The sponsor is flexible on the mobile app modality (web app / native).  Project documentation will need to emphasize steps for building and extending the application.  The Remynda device will be controlled by Arduino and programmed via the Arduino IDE using C++.  The team will be able to choose an appropriate database technology (with an interest in keeping costs down).

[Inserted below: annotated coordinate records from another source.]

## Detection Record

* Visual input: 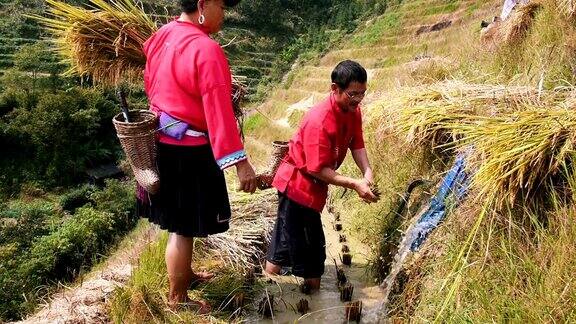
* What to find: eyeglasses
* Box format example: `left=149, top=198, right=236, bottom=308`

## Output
left=344, top=91, right=366, bottom=101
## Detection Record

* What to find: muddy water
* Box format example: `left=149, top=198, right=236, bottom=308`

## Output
left=247, top=213, right=383, bottom=323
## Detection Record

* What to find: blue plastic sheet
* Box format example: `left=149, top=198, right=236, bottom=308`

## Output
left=410, top=153, right=470, bottom=252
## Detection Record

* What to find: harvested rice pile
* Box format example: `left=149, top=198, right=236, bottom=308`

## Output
left=204, top=190, right=277, bottom=273
left=34, top=0, right=246, bottom=116
left=36, top=0, right=157, bottom=84
left=386, top=82, right=576, bottom=207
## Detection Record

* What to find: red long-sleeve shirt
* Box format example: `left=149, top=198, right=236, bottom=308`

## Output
left=144, top=20, right=246, bottom=169
left=272, top=95, right=364, bottom=212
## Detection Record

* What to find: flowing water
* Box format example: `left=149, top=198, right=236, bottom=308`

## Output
left=246, top=209, right=383, bottom=323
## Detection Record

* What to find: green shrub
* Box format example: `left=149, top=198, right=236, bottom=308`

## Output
left=60, top=185, right=94, bottom=213
left=20, top=207, right=116, bottom=284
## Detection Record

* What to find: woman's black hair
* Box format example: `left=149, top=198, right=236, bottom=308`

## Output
left=180, top=0, right=240, bottom=13
left=332, top=60, right=368, bottom=89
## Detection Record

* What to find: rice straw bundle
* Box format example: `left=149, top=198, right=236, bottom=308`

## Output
left=459, top=107, right=576, bottom=207
left=204, top=192, right=276, bottom=272
left=480, top=2, right=542, bottom=51
left=389, top=81, right=539, bottom=148
left=33, top=0, right=246, bottom=119
left=558, top=0, right=576, bottom=19
left=499, top=2, right=542, bottom=44
left=35, top=0, right=157, bottom=85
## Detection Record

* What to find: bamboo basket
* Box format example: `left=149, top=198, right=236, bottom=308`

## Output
left=112, top=110, right=160, bottom=194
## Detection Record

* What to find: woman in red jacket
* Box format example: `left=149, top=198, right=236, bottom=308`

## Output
left=140, top=0, right=256, bottom=312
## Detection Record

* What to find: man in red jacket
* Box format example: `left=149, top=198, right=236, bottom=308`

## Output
left=266, top=60, right=378, bottom=290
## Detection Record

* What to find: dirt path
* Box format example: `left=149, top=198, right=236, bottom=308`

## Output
left=16, top=226, right=158, bottom=323
left=247, top=212, right=382, bottom=323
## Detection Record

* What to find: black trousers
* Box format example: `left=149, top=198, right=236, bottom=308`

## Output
left=267, top=193, right=326, bottom=278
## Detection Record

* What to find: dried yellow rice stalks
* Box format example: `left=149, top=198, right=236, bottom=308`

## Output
left=458, top=107, right=576, bottom=207
left=35, top=0, right=157, bottom=85
left=558, top=0, right=576, bottom=18
left=387, top=82, right=576, bottom=207
left=480, top=1, right=542, bottom=51
left=204, top=192, right=277, bottom=273
left=389, top=81, right=539, bottom=148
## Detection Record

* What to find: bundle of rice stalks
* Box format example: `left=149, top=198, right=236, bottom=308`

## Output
left=558, top=0, right=576, bottom=19
left=481, top=2, right=542, bottom=50
left=394, top=81, right=541, bottom=149
left=459, top=107, right=576, bottom=207
left=499, top=2, right=542, bottom=44
left=33, top=0, right=246, bottom=117
left=204, top=192, right=276, bottom=273
left=35, top=0, right=157, bottom=85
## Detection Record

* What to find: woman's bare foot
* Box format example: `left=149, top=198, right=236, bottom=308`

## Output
left=188, top=271, right=214, bottom=290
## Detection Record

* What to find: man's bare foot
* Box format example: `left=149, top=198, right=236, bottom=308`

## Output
left=188, top=271, right=214, bottom=290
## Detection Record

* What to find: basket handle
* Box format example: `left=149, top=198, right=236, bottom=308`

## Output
left=116, top=87, right=130, bottom=123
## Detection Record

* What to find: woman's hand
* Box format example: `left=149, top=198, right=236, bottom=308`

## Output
left=354, top=179, right=378, bottom=203
left=236, top=160, right=256, bottom=193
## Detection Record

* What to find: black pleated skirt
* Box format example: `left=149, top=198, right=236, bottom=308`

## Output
left=137, top=143, right=231, bottom=237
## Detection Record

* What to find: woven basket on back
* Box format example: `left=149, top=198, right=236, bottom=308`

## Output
left=257, top=141, right=288, bottom=190
left=112, top=110, right=160, bottom=194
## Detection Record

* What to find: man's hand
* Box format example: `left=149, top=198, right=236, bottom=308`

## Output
left=354, top=179, right=378, bottom=203
left=364, top=168, right=374, bottom=185
left=236, top=160, right=256, bottom=193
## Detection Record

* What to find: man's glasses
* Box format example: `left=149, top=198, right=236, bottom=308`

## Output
left=344, top=91, right=366, bottom=101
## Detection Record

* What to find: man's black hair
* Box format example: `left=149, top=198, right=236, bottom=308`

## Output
left=180, top=0, right=240, bottom=13
left=332, top=60, right=368, bottom=89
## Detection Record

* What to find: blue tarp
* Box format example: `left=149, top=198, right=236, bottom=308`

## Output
left=410, top=153, right=470, bottom=252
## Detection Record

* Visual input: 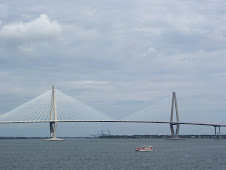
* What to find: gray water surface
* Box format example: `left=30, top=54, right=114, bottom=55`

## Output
left=0, top=139, right=226, bottom=169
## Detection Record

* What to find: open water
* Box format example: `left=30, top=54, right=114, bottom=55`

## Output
left=0, top=139, right=226, bottom=170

Each team member will be asked to sign an NCSU student participation agreement at the start of the project.

Target Audience

The team should consider the following stakeholders:

  • Skincare users age 20-60
  • Skincare consultants
  • Cosmetics marketers

Benefits to Students

  • Work at the leading edge of convergence of digital and physical marketing
  • Build experience with real-world IOT hardware
  • Help establish new standards and protocols for the exciting new field of IOT
  • Receive positive exposure to 2 potential employers.

Benefits to Sponsor

  • Leverage the unique creative capabilities of the full NCSU team
  • Solve a challenging set of real world problems that are critical to our business

Major Challenges

  • Cross-platform app functionality
  • Robust and attractive app design

There is a video demo of prototype hardware at: 

Students will be required to sign over IP to sponsor when team is formed.